30.03.2026 | Erkundung & Analyse
Seismik-Verbund M-Plus

Die Seismik-Kampagne GIGA-M im Großraum München – Deutschlands größte Erdwärme-Erkundung im urbanen Raum auf rund 1070 Quadratkilometern – erhält sogar noch eine Steigerung: Drei zusätzliche Messgebiete des Verbundes M-Plus erweitern die untersuchte Fläche um weitere 180 Quadratkilometer.

Gebildet wird der Verbund M-Plus von drei regionalen Energieversorgern, die bereits in der Tiefengeothermie aktiv sind beziehungsweise neu in die Tiefengeothermie einsteigen wollen. Dies sind die Innovative Energie für Pullach GmbH (IEP), die Stadtwerke Fürstenfeldbruck und der Zweckverband Versorgungs- und Verkehrsbetriebe Neufahrn/Eching.

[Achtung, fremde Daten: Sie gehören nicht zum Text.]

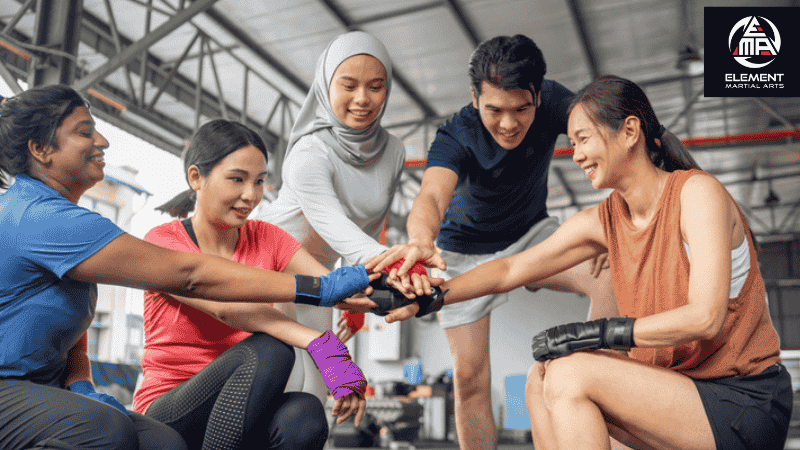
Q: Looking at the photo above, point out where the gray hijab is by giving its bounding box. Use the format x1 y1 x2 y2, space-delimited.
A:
287 31 395 166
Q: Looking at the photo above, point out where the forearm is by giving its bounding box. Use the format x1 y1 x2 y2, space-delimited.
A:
440 258 521 305
406 195 444 246
181 296 320 349
64 333 92 386
633 304 721 347
178 253 296 303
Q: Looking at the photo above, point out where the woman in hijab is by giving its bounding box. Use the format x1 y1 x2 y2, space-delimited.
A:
259 31 430 401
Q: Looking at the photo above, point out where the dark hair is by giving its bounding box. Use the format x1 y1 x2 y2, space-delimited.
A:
156 119 268 217
0 85 89 189
469 34 547 98
569 75 700 172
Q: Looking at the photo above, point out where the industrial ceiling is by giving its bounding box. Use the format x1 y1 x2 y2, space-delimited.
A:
0 0 800 236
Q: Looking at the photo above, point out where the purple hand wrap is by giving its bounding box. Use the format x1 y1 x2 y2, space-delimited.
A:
308 330 367 399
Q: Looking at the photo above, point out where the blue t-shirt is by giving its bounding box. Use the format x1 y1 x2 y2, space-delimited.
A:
0 175 123 386
428 80 573 255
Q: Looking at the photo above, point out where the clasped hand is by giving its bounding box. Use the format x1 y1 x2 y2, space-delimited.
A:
336 269 444 323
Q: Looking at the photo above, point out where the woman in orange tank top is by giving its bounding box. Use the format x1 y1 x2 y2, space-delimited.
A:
387 76 792 450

Das Aufsuchungsgebiet „Pullach West“ der IEP ist 81 Quadratkilometer groß und reicht von der Isar bis zum Starnberger See. Das Untersuchungsgebiet der Stadtwerke Fürstenfeldbruck ist 66 Quadratkilometer groß. Es umfasst das Stadtgebiet von Fürstenfeldbruck sowie die Gemeinden Maisach, Emmering und Alling. Das Messgebiet des Zweckverbandes Versorgungs- und Verkehrsbetriebe Neufahrn/Eching ist 30 Quadratkilometer groß und liegt überwiegend im Bereich der Gemeinden Neufahrn und Eching. 

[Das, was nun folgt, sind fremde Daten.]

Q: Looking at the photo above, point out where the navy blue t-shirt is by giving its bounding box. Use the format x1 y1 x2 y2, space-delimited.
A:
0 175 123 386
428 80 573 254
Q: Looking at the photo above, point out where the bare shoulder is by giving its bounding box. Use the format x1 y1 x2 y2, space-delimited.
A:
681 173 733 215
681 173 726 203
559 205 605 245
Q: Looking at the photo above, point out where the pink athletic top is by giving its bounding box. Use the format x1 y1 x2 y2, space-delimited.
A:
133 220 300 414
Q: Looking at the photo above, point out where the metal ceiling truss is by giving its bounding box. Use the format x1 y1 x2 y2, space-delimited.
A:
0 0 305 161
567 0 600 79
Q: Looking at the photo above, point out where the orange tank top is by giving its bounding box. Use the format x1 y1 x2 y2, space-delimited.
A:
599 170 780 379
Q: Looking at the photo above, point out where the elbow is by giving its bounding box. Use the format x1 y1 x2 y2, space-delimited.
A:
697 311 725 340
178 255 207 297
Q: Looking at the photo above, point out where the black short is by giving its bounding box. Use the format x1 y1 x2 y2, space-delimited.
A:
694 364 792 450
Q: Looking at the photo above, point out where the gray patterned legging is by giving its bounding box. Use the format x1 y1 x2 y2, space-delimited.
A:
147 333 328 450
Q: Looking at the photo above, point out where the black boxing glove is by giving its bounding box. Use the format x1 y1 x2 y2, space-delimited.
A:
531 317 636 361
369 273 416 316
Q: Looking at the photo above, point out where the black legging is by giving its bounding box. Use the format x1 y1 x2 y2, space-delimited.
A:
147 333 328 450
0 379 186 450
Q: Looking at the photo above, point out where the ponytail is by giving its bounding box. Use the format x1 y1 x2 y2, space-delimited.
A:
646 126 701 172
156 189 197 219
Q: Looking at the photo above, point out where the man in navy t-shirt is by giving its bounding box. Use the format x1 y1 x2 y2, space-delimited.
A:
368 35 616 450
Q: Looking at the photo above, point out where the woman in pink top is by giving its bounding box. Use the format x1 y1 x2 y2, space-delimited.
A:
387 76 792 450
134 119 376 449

Einem aktuellen Flyer der IEP zufolge wird die Seismik-Kampagne „Pullach West“ dem Großprojekt GIGA-M zeitlich vorgelagert. Dem hier genannten Zeitplan zufolge werden für das Projekt „Pullach West“ ab Mitte April 2026 die Geophone ausgelegt. Für Juni 2026 ist der Beginn der Messungen mit den sogenannten Vibro-Trucks geplant. Aus diesen Informationen ergibt im Umkehrschluss: Das Großprojekt GIGA-M, das nach jüngsten Informationen eigentlich im Mai 2026 mit den Messungen beginnen wollte, verschiebt sich mindestens um mehrere Wochen nach hinten.